New rules governing accessibility for user interfaces on set-top boxes and video equipment should ensure that consumers with disabilities won’t have to pay extra to receive accessible devices, said the American Foundation for the Blind in an ex parte filing in docket 12-108 (http://bit.ly/15BUBWd). It’s in connection with the commission’s rulemaking on implementing sections 204 and 205 of the Twenty-First Century Communications and Video Accessibility Act (CVAA) (CD Aug 5 p9). Comments submitted in the proceeding have focused more on which rules should apply to which devices than on the needs of disabled consumers, AFB said. Disabled consumers expect that “in a few years” it will be “pervasive and routine” for TVs and TV-related equipment to be sold with readily available accessibility features, said AFB. The consumer group said accessible equipment from cable and satellite providers should be made available to disabled consumers after a “simple, straight forward request,” without the requirement that they verify their disability as has been requested by some trade associations (CD Aug 9 p3). “Consumers expect that their request for accessible equipment is sufficient proof in itself of eligibility for/entitlement to such,” said AFB. Accessible equipment provided by manufacturers shouldn’t require consumers to own third-party equipment such as smartphones to operate it correctly, said the filing. A fully implemented CVAA will mean that accessible devices “will saturate the consumer electronics marketplace,” said AFB, and lead to consumers without disabilities “regularly purchasing equipment that they may not even be aware is/can be accessible to people with disabilities."

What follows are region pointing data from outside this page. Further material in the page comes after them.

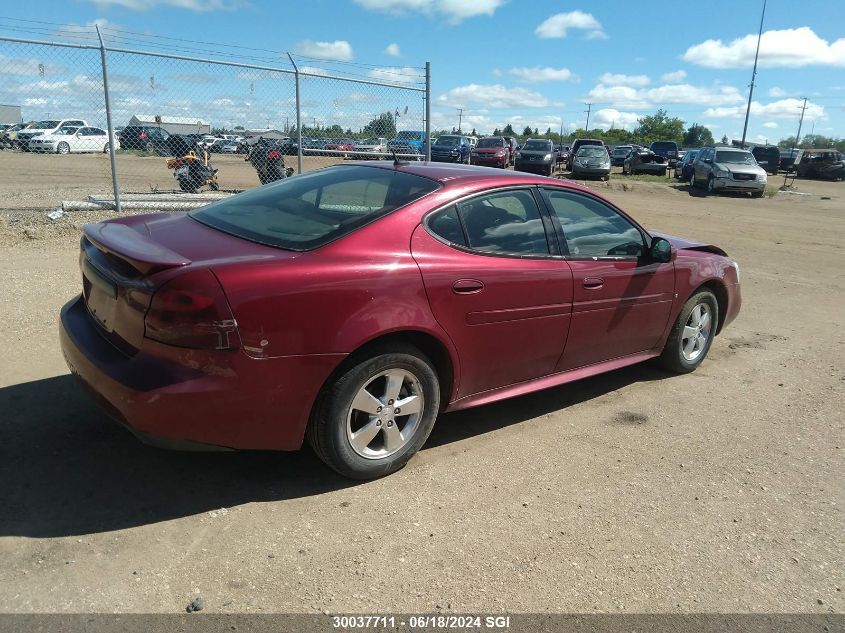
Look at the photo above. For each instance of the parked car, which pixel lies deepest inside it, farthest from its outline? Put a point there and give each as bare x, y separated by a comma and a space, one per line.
823, 164
591, 161
492, 151
513, 144
644, 161
152, 139
408, 142
787, 159
619, 154
352, 316
683, 169
536, 156
667, 149
71, 139
370, 148
451, 148
728, 169
578, 144
49, 126
768, 157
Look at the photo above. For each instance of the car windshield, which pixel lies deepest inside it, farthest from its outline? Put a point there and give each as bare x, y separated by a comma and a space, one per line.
735, 157
593, 151
315, 208
491, 142
537, 146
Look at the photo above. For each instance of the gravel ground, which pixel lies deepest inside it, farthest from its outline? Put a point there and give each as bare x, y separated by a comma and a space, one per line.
636, 491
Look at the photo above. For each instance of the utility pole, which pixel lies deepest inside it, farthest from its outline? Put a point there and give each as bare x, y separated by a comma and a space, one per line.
753, 76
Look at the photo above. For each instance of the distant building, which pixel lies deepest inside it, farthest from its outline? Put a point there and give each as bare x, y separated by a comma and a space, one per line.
173, 124
268, 133
10, 114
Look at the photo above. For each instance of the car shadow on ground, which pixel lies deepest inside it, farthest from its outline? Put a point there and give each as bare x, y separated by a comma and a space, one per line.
67, 469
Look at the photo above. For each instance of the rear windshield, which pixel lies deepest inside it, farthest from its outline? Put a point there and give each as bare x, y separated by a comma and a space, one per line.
539, 146
313, 209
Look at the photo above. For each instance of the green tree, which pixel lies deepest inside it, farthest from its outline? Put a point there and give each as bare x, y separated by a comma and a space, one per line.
383, 125
697, 136
659, 127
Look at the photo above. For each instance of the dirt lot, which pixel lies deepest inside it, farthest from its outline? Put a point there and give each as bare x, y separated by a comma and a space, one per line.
638, 491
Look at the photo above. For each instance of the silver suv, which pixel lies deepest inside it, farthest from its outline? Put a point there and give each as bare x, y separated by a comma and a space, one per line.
728, 169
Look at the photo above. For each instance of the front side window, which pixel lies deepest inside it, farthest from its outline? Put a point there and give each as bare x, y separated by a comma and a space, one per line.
593, 229
506, 222
315, 208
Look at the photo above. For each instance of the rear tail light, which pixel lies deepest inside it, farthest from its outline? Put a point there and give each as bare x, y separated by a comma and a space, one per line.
191, 311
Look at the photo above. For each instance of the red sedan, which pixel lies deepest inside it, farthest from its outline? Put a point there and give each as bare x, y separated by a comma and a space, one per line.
351, 305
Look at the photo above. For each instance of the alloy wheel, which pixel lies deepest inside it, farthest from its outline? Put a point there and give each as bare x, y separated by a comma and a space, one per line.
385, 414
696, 332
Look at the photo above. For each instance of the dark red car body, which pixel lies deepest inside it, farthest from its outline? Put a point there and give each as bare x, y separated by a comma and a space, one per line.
495, 326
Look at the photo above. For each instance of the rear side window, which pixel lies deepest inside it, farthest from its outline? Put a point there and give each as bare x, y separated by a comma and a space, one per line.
592, 228
310, 210
506, 222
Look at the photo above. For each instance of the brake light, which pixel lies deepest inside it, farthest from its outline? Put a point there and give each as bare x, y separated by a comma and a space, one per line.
191, 311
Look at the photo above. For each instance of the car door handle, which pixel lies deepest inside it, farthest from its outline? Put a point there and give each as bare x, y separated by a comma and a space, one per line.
467, 286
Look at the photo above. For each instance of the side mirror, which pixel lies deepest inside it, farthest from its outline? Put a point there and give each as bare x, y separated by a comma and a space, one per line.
660, 250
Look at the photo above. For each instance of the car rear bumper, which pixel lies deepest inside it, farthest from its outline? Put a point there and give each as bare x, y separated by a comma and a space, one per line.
185, 397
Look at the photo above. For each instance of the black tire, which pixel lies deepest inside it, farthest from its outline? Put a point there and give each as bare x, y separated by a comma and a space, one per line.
327, 430
672, 358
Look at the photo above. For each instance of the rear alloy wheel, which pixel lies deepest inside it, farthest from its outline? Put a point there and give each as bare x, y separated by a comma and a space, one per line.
377, 414
692, 334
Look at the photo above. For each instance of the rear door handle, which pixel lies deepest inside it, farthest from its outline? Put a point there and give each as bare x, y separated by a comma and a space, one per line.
467, 286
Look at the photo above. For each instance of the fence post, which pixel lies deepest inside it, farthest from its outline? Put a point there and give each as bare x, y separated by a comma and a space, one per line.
428, 111
298, 118
115, 184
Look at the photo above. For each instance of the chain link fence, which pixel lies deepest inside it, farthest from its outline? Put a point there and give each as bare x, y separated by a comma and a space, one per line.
184, 129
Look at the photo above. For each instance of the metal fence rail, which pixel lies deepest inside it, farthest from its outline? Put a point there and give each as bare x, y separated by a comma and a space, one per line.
113, 116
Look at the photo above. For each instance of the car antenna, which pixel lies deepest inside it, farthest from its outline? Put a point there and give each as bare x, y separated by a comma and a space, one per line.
396, 161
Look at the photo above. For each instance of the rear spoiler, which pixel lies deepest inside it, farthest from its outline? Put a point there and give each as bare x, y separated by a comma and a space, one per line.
136, 249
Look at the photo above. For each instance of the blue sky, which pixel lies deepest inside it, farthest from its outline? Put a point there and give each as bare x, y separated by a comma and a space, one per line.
523, 62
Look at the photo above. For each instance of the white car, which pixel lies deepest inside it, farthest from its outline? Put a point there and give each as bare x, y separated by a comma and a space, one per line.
49, 126
71, 139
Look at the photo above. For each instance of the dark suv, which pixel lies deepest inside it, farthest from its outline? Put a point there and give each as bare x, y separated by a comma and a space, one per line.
145, 138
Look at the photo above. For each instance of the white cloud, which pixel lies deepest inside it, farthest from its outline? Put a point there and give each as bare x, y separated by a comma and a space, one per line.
783, 109
339, 50
404, 75
200, 6
455, 11
538, 74
610, 117
557, 25
493, 96
791, 48
611, 79
641, 98
674, 77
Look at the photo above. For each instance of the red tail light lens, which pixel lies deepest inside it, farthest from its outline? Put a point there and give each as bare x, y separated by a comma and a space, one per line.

The New Zealand government is slated to start an auction of 700 MHz spectrum for 4G services Oct. 29, said Communications and Information Technology Minister Amy Adams. The reserve price for each of the nine lots of 5 MHz paired spectrum blocks was set at NZ$22 million (US$17.4 million). “The use of mobile broadband services is growing at an enormous rate in New Zealand,” Adams said (http://bit.ly/17aXb2h). “Fast, reliable access to mobile broadband is enabling improvements in productivity and ease of business, and providing new applications for consumers. Indications are that by using the spectrum for 4G mobile networks, we can expect economic benefits for New Zealand of up to $2.4 billion over the next twenty years."
Belo endorsed TVB’s findings that Live-Plus-Same-Day ratings “most closely approximate today’s national C3 data and should be the minimum ratings standard for local television viewing,” said the broadcaster in a news release Thursday (http://bit.ly/14u6wyU). C3 data counts those who view a program live and viewers who time-shift the program and watch it within three days of its original telecast. These findings were demonstrated in the final 2012-2013 TV season data and most recently in the June and July data, it said. The Live-Plus-Same-Day measurement “begins to reflect how the modern television audience watches,” said the broadcaster that’s being acquired by Gannett (CD Aug 12 p9).
FCC acting Chairwoman Mignon Clyburn is slated to circulate items Thursday for the FCC’s Sept. 26 meeting, which could be her last at the agency’s helm. Industry and agency officials said a followup order from the March derecho rulemaking could circulate (see related story). Also possible, sources said, is an order addressing 700 MHz interoperability, which Clyburn may circulate with the goal of forcing an agreement between large and small carriers before the meeting. Another possibility, officials said, is the Section 706 broadband competition report, which has been circulating for some time but has not collected the votes needed for approval.